By Hideyuki Sano and Nichola Saminather
TOKYO/SINGAPORE (Reuters) - Asian shares looked set on Friday to post their strongest week in five months as global investors returned to riskier assets after a string of positive U.S. economic data and a bounce in oil and commodity prices.
The rebound could continue if the February U.S. employment report later in the session shows job gains but remains weak enough to discourage rate increases in the near term.
MSCI's broadest index of Asia-Pacific shares outside Japan rose 0.4 percent to the highest in almost two months. That put in on track for a 5.4 percent gain for the week, the its strongest weekly performance since October.
Japan's Nikkei was little changed on the day but poised for a weekly gain of 4.7 percent.

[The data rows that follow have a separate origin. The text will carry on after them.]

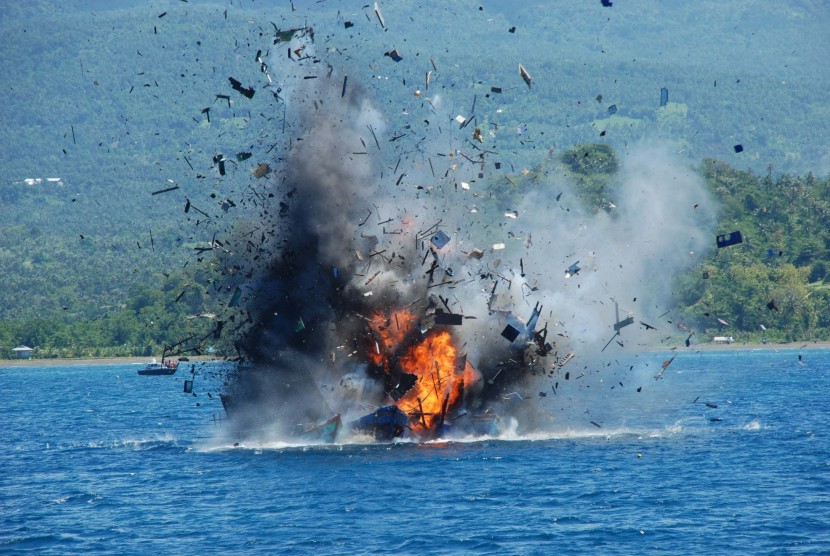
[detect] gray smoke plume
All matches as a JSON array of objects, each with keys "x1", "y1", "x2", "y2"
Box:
[{"x1": 218, "y1": 26, "x2": 715, "y2": 446}]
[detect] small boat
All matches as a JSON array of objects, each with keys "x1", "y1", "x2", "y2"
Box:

"Globally, markets are rolling back the extreme risk-off trading they did in January and February," said Norihiro Fujito, senior investment strategist at Mitsubishi UFJ Morgan Stanley Securities. "Part of the reason is that the Fed seems to be easing its insistence on raising rates."
Chinese shares, however, failed to gain from the optimism, with the Shanghai Composite index down 0.5 percent, while the CSI 300 was little changed. Investors are awaiting the start of the annual meeting of China's parliament on Saturday, which will map out economic goals for the next five years.
The MSCI World equity index covering 46 markets held near its two-month high touched on Thursday.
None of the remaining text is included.